Здесь можно было услышать не только северный говор, но и франкский, западнославянский, а так же новгородский басовитый говорок. И даже, не достигая ворот и не видя самой гавани, с Торговой Дороги можно было слышать как в порту неугомонно кипела работа — скрипели вороты, лязгали цепи, напрягаясь, гудели канаты, а бочонки, мешки и тюки с шумом громоздились на палубы, как над ними с криком разрезали воздух чайки, а грохот бревенчатого настила, под подъезжающими тяжело груженными повозками временами заглушал их. И, если напрячь слух, можно было даже разобрать громкое эхо рыбацких голосов: у края воды смолились лодки, и черный дым, клубясь, поднимался от костров к ясному небу.
Альбан Ирландец, медленно ведомый верным поводырём, чутко уловил, доносившиеся с пристани запахи смолы и соленой рыбы, а его уши, оценивая разницу в шуме волн, подсказали, что в недалекой морской воде колыхались страшные корабли норманнов: легкие «морские змеи» — драккары и более тяжелые, снабженные палубой торговые суда — кнорры. Огге Сванссон же со своего места смог разобрать как медлительные мохноногие кони влекли к мельнице баржу с зерном… Мельница шумела, мелькая широкими лопастями обомшелого колеса. Рядом с запрудой тянулись деревянные мостки малой пристани, куда причаливали плоскодонные барки рыбаков. Слышался смех женщин, стирающих бельё и стук их вальков, немного в стороне пылал костер, где по воле зажиточных христиан нидаросской общины готовилась похлебка для бедных и неимущих. Нищие толпились вокруг, жадно вдыхая запах вожделенной пищи; хрипло мяукали, дожидаясь нечаянной подачки, облезлые бродячие коты, путающиеся под ногами звенящих кольчугами рослых городских стражников.
Многие из них знали священнослужителей в лицо, Огге же многих помнил по именам.

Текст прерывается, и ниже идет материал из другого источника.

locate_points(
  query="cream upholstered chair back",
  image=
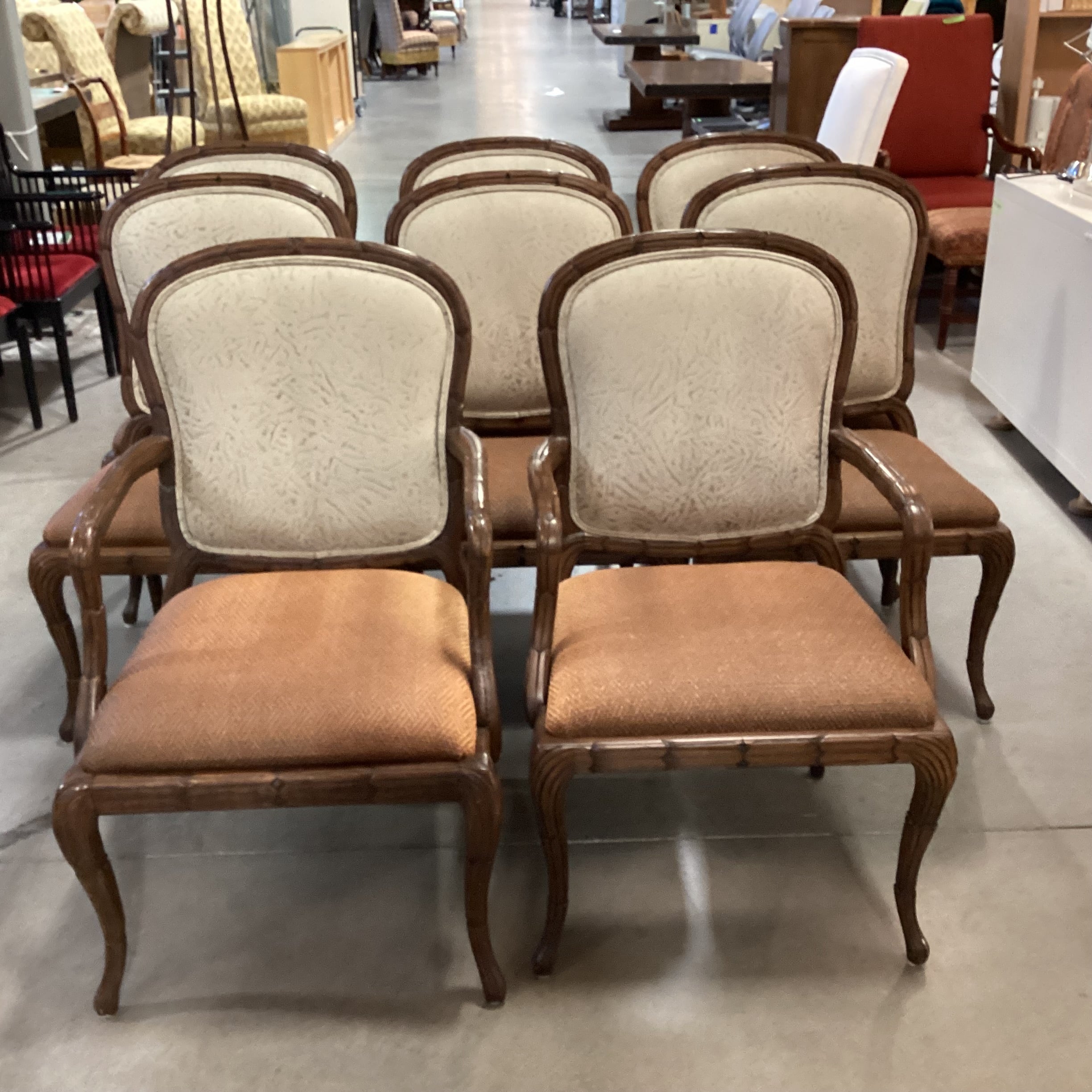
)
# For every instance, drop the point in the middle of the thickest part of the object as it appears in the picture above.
(501, 153)
(307, 393)
(698, 379)
(161, 222)
(872, 222)
(672, 177)
(501, 236)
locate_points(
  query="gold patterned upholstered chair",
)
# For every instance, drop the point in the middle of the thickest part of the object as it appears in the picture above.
(83, 56)
(296, 162)
(696, 381)
(308, 449)
(265, 117)
(501, 236)
(399, 48)
(673, 176)
(501, 153)
(152, 225)
(876, 225)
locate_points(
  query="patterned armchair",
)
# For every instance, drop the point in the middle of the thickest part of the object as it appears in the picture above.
(265, 117)
(82, 55)
(400, 48)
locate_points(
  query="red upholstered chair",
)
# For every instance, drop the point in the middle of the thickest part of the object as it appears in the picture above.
(937, 136)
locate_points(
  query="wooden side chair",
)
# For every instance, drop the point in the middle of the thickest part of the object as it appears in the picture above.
(875, 224)
(150, 226)
(501, 153)
(673, 176)
(315, 674)
(501, 236)
(296, 162)
(696, 381)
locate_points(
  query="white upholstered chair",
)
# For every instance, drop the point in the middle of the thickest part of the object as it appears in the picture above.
(501, 237)
(861, 104)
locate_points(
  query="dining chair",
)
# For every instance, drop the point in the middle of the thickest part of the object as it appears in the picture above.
(296, 162)
(674, 175)
(501, 153)
(318, 672)
(696, 381)
(152, 225)
(501, 236)
(876, 225)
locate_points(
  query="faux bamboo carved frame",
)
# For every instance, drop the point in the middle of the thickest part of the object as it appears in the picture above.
(719, 140)
(561, 543)
(438, 154)
(993, 545)
(462, 551)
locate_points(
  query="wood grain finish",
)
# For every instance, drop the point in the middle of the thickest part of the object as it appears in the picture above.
(462, 551)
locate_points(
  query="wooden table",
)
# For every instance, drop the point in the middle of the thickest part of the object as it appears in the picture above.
(703, 86)
(645, 112)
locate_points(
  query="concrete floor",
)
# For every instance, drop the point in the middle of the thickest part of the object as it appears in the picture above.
(727, 931)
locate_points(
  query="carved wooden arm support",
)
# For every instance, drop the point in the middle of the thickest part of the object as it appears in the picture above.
(88, 532)
(551, 457)
(917, 542)
(478, 563)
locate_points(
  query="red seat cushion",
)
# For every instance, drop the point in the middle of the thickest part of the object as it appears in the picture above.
(31, 274)
(955, 191)
(936, 125)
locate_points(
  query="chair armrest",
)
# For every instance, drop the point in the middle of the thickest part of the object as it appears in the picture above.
(549, 458)
(478, 564)
(90, 528)
(1030, 157)
(917, 542)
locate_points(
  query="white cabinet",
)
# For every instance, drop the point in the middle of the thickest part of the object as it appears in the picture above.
(1034, 347)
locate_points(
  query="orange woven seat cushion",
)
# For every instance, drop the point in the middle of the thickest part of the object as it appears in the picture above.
(949, 497)
(747, 648)
(511, 508)
(136, 523)
(959, 236)
(281, 670)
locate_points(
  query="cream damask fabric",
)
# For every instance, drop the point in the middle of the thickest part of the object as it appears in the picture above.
(699, 388)
(469, 163)
(307, 401)
(681, 178)
(871, 230)
(501, 244)
(153, 233)
(280, 166)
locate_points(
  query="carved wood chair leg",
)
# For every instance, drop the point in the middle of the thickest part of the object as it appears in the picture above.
(76, 827)
(550, 778)
(46, 572)
(889, 571)
(132, 604)
(934, 776)
(155, 592)
(997, 553)
(482, 810)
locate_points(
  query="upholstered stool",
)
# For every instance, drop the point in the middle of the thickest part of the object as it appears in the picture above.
(958, 237)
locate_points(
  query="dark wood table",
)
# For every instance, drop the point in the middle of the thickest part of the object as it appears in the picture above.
(645, 112)
(705, 87)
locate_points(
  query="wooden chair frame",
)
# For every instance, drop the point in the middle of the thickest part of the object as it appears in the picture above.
(507, 552)
(693, 143)
(50, 565)
(442, 152)
(338, 171)
(554, 761)
(462, 551)
(994, 545)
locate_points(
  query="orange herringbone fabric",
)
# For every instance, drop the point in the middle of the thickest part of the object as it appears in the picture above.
(950, 498)
(293, 670)
(747, 648)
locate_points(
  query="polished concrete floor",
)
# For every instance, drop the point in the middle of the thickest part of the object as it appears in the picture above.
(731, 931)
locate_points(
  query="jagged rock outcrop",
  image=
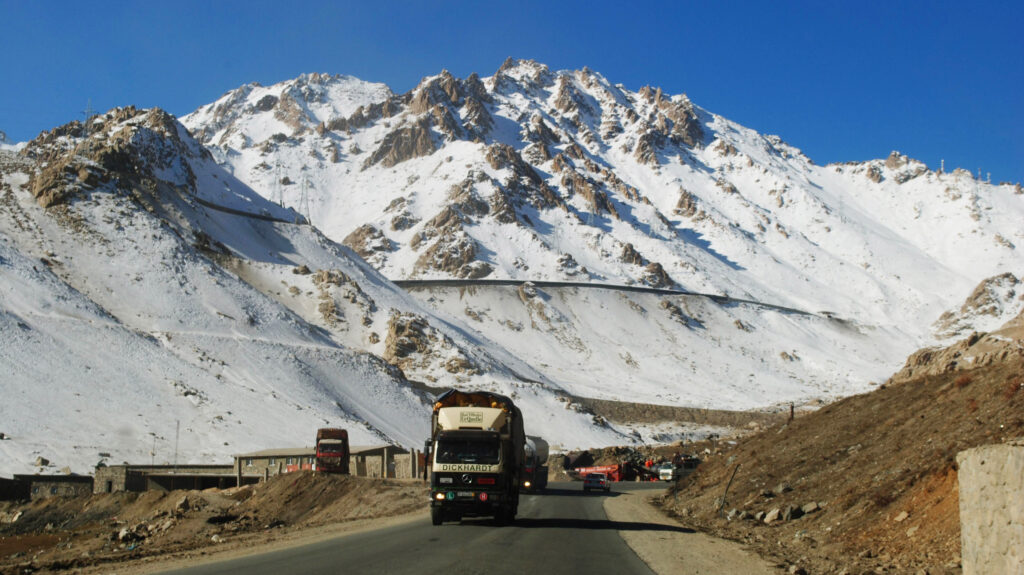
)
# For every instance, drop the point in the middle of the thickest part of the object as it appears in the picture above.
(655, 276)
(631, 256)
(368, 241)
(403, 143)
(992, 297)
(687, 204)
(412, 343)
(127, 145)
(454, 253)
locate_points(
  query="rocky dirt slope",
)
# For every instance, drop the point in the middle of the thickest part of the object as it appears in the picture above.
(112, 530)
(867, 484)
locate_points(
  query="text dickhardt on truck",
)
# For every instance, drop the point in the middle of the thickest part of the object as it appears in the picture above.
(476, 447)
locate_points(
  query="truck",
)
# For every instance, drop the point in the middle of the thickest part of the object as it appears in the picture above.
(535, 463)
(332, 450)
(476, 456)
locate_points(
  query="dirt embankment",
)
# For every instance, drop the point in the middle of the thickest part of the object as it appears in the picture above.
(864, 485)
(99, 532)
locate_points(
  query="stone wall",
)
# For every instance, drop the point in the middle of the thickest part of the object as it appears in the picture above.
(991, 505)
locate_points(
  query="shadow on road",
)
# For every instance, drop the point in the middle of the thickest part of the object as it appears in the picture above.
(558, 523)
(573, 493)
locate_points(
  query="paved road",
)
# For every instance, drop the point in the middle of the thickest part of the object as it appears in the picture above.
(560, 531)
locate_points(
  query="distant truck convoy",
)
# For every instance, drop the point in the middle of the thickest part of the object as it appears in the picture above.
(332, 450)
(476, 453)
(535, 463)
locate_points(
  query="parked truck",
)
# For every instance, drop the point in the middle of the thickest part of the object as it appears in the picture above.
(476, 454)
(535, 463)
(332, 450)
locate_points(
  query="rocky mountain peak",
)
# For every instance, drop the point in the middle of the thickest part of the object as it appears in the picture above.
(127, 145)
(572, 165)
(993, 302)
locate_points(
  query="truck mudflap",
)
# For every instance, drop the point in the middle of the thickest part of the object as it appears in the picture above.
(453, 505)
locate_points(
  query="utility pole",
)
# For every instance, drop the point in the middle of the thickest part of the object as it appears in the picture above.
(177, 430)
(304, 200)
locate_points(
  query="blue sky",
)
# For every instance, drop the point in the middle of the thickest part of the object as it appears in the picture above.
(843, 81)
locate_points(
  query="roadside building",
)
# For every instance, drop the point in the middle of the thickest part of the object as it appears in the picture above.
(13, 489)
(372, 460)
(112, 479)
(43, 486)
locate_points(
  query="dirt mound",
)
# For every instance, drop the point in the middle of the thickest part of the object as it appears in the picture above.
(64, 533)
(866, 483)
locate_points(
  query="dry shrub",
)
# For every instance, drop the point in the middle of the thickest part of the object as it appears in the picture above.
(1012, 387)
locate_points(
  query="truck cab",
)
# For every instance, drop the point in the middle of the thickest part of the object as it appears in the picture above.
(476, 455)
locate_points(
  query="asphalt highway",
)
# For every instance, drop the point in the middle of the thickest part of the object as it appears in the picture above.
(561, 530)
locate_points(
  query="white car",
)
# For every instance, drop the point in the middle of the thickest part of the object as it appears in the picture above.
(667, 472)
(596, 481)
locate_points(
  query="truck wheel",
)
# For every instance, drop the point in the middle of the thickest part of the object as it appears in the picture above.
(505, 516)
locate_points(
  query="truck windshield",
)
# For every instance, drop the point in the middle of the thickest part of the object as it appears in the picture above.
(331, 446)
(475, 450)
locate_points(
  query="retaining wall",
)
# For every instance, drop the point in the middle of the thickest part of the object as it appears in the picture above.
(991, 506)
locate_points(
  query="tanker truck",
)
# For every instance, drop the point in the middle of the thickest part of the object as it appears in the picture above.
(476, 455)
(535, 463)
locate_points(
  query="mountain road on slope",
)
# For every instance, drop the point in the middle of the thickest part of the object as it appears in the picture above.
(720, 299)
(413, 283)
(560, 530)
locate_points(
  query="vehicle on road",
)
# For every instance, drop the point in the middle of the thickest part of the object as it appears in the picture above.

Послушник сдержанным кивком отвечал на приветствия воинов, и по его знаку Археподий степенно наклонял голову, отдавая дань уважения обязанностям стражей и соблюдая приличия, стараясь оставаться одновременно внушительно-спокойным и доброжелательным. Тем не менее Ирландец чувствовал к себе интерес с примесью восхищения, то и дело подступающий со стороны.
А через некоторое время святой отец и поводырь уже шагали по местам старого городища, торгового поселения Каупанг. Они миновали руины квадратной башни, камни которой частью пошли на восстановление моста через ров, огибающий стены Нидароса, и свернули в узкую улочку, уводящую в глубь городских кварталов, направляясь к боковым воротам, напрямую выводящим к месту следования путников. Здесь было не менее людно… Стайки псов и детей сновали между прохожими; гогоча, пробирались к реке гуси, погоняемые тощим рабом в ошейнике… Дребезжали горшки, горой наваленные в повозке, влекомой маленьким черной лошадью. Скрипели колеса, а из открытых окон доносились голоса бранившихся женщин, вылетал клубами чад прогорклого масла и жар печей… Телохранителям посланцев приходилось расталкивать прохожих, расчищая путь.
Под ногами гремели доски, которыми, по северному обычаю, была вымощена улица. Крытые соломой жилища со стенами из расщепленных бревен, вбитых стоймя, соседствовали со старыми постройками времён торгового поселения. Ныне лишь в немногих домах в соломенных кровлях сохранялись закоптелые отдушины для выхода дыма. Большинство местных жителей, разбогатев в походах, обзавелись закрытыми очагами и дымоходами, а также могли позволить себе такую роскошь, как окна, где в переплеты были вставлены маленькие листки слюды, куски промасленного холста и даже стеклянные вставки в свинцовых рамах, весело блестевшие в лучах солнца. Подчас среди пестроты городской застройки можно было увидеть основательные толстостенные избы, уцелевший с далёких времён, длинные и узкие дома с крытыми дёрном крышами. Изгороди большей частью были невысоки, и не составляло труда заглянуть в любой дворик, где тянулись овощные гряды, играли дети, женщины белили холсты. Кое-где у входа в жилье болтались подвешенные за задние ноги бараньи и говяжьи туши со вспоротым брюхом, как знак того, что готовился обильный обед или ужин для многолюдной семьи.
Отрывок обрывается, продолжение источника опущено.